Menangkap Kakap tanpa Melepas Teri
Perlindungan yang parsial bisa membuat orang enggan bersaksi.
Vincentius Amin Sutanto tiba di Bandara Supadio, Pontianak, Kalimantan Timur, sekitar pukul 13.00 waktu setempat Kamis pekan lalu. Dikawal seorang polisi tak berpakaian dinas, pembobol uang Asian Agri Abadi Oil and Fats Ltd sebesar US$ 3,1 juta atau senilai Rp 28 miliar itu bergegas keluar dari pintu kedatangan. Hanya 30 menit berselang, ia sudah kembali. Ia diantar lima petugas dari Lembaga Pemasyarakatan Pontianak, Imigrasi, dan Reserse Kepolisian Daerah Kalimantan Barat sampai ke pintu keberangkatan.

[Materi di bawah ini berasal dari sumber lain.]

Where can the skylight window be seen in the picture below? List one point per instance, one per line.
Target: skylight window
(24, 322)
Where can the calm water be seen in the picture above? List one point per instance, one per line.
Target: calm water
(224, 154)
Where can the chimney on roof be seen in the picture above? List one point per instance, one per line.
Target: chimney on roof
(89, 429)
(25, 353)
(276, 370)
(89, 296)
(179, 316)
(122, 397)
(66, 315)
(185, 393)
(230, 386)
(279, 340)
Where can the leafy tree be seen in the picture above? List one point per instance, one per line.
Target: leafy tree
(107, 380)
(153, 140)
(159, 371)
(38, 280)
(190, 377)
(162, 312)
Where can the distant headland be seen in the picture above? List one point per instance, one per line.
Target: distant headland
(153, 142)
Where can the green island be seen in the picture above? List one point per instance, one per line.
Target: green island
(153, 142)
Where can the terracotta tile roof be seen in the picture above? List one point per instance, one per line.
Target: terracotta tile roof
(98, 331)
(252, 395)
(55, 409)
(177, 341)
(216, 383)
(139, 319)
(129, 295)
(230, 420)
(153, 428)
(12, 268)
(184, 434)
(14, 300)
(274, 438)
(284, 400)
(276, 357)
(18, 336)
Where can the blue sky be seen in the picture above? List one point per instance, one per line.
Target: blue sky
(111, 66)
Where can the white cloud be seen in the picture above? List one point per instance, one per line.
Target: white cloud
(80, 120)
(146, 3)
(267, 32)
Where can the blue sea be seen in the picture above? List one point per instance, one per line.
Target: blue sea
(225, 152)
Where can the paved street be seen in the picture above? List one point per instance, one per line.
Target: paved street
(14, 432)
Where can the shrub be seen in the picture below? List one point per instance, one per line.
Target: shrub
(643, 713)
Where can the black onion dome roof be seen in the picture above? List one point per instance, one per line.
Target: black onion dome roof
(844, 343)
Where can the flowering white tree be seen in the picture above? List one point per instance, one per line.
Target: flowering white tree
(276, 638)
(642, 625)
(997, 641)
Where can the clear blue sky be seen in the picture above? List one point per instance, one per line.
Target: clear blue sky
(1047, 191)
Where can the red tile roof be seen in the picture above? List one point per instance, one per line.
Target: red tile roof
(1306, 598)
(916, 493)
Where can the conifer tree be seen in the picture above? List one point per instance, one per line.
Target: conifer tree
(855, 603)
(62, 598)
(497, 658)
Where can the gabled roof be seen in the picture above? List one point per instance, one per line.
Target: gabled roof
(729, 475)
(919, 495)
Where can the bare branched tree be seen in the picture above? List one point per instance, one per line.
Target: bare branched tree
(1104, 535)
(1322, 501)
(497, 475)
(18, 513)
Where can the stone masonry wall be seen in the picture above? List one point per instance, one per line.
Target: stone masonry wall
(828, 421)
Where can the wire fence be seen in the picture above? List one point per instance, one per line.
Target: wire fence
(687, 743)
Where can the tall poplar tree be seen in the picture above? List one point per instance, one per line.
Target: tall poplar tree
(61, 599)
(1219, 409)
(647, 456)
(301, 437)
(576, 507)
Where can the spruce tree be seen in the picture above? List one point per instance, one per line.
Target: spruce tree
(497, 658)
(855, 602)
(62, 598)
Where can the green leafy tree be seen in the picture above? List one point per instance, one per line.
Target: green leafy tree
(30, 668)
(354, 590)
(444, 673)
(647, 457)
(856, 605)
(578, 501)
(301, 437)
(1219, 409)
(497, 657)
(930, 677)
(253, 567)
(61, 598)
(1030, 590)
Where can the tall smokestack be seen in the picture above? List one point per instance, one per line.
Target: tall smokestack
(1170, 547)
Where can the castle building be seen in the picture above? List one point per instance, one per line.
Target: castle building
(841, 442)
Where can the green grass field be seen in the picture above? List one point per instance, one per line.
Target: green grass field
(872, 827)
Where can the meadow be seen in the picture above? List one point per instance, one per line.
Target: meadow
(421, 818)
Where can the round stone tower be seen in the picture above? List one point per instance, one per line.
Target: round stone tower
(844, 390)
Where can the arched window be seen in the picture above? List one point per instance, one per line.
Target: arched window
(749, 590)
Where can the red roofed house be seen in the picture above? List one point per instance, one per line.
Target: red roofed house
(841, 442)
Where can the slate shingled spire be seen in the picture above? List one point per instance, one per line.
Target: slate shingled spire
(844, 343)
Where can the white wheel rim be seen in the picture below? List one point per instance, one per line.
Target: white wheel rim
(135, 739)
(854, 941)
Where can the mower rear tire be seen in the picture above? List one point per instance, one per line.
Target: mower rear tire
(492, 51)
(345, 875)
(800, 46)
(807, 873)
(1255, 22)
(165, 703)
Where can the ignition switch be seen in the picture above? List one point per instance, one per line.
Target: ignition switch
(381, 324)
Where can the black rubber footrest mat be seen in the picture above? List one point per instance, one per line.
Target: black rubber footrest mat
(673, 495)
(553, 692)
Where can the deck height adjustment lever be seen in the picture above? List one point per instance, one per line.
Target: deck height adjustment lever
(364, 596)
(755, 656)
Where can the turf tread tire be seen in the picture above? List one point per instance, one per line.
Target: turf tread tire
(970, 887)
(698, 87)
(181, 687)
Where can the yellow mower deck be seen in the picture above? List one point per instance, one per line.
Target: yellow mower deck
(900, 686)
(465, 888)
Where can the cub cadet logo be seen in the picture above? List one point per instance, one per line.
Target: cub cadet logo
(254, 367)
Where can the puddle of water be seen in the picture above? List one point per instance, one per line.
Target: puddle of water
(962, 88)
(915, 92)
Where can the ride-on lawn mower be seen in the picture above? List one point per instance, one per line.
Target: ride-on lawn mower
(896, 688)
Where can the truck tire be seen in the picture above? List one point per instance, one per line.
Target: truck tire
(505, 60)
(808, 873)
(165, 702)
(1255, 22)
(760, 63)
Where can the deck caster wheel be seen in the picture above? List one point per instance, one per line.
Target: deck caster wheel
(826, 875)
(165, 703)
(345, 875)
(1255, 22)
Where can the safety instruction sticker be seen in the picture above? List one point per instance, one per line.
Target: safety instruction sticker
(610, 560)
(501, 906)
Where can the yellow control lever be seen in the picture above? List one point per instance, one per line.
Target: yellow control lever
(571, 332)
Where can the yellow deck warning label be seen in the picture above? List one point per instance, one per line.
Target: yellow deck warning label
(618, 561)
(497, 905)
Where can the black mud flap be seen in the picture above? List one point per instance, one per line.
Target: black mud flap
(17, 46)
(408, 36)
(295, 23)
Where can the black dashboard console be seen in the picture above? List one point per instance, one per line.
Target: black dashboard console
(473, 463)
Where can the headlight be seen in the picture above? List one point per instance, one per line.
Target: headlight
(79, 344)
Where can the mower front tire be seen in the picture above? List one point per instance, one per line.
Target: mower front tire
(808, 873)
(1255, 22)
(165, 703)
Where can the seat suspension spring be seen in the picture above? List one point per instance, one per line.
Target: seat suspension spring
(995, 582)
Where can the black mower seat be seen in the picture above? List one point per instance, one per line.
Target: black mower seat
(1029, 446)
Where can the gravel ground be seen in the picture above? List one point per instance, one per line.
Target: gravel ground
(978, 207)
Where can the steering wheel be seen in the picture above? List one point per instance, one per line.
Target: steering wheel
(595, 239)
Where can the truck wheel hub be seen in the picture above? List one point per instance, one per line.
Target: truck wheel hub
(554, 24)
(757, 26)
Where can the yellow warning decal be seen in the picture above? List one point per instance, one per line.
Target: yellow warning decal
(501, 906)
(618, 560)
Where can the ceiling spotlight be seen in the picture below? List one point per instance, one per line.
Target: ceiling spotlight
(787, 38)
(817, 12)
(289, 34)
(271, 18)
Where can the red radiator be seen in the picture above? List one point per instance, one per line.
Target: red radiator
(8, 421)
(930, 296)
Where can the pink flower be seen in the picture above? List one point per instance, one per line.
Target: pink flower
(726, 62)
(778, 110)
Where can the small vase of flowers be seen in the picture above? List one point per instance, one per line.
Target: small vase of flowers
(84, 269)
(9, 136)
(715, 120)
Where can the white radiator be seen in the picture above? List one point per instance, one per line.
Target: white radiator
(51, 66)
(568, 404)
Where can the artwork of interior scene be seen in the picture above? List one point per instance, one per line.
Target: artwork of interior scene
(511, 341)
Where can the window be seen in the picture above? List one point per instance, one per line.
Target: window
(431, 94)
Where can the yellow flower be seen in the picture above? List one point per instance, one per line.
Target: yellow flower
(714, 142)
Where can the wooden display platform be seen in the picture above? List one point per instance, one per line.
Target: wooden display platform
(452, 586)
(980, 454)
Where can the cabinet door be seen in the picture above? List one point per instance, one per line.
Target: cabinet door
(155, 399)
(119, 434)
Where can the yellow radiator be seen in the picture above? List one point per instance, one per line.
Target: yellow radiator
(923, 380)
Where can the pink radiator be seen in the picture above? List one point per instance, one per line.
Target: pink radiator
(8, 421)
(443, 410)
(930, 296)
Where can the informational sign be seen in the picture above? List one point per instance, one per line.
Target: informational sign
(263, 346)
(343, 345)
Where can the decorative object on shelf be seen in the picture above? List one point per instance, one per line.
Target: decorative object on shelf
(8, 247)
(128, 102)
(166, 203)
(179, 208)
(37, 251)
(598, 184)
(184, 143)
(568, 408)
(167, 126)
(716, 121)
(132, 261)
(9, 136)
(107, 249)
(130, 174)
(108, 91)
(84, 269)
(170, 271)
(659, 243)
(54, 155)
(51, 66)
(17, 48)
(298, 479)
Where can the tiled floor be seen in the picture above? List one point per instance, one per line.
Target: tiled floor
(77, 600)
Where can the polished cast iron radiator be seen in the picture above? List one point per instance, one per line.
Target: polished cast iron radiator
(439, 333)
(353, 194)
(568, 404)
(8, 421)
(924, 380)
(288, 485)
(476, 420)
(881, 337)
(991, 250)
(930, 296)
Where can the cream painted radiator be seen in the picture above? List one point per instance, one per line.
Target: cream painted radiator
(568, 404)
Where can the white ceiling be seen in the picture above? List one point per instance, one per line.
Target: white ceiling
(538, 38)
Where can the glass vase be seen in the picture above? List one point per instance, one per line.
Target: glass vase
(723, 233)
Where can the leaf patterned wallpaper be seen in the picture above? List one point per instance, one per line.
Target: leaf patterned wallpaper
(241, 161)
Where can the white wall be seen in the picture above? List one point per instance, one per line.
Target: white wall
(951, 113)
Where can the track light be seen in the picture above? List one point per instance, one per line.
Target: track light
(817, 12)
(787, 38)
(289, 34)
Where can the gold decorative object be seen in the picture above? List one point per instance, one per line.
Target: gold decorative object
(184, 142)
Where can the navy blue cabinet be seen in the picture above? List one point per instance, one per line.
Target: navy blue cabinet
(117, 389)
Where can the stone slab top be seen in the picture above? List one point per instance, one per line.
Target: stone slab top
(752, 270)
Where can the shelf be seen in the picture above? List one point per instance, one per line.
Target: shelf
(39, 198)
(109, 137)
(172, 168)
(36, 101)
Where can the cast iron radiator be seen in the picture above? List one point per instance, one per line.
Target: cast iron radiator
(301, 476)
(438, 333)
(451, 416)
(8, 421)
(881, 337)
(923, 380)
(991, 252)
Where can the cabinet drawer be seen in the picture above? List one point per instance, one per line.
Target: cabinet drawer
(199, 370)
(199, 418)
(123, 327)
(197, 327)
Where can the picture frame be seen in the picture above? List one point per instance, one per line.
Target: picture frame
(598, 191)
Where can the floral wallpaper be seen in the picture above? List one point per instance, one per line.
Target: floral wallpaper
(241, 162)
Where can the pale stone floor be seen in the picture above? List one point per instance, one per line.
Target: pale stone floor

Alarm menjerit saat pria yang akrab disapa Vincent ini melewati alat pendeteksi metal di pintu masuk. Muhammad Antik, sang petugas jaga, memegang tangan Vincent yang ditutupi sweater kuning. Borgol di tangan Vincent yang membuat pendeteksi metal itu berbunyi. "Dia tahanan," kata lelaki yang mengawalnya kepada Muhammad. Mereka pun meneruskan langkah menuju pintu pesawat Garuda, maskapai yang kemudian menerbangkan keduanya kembali ke Jakarta.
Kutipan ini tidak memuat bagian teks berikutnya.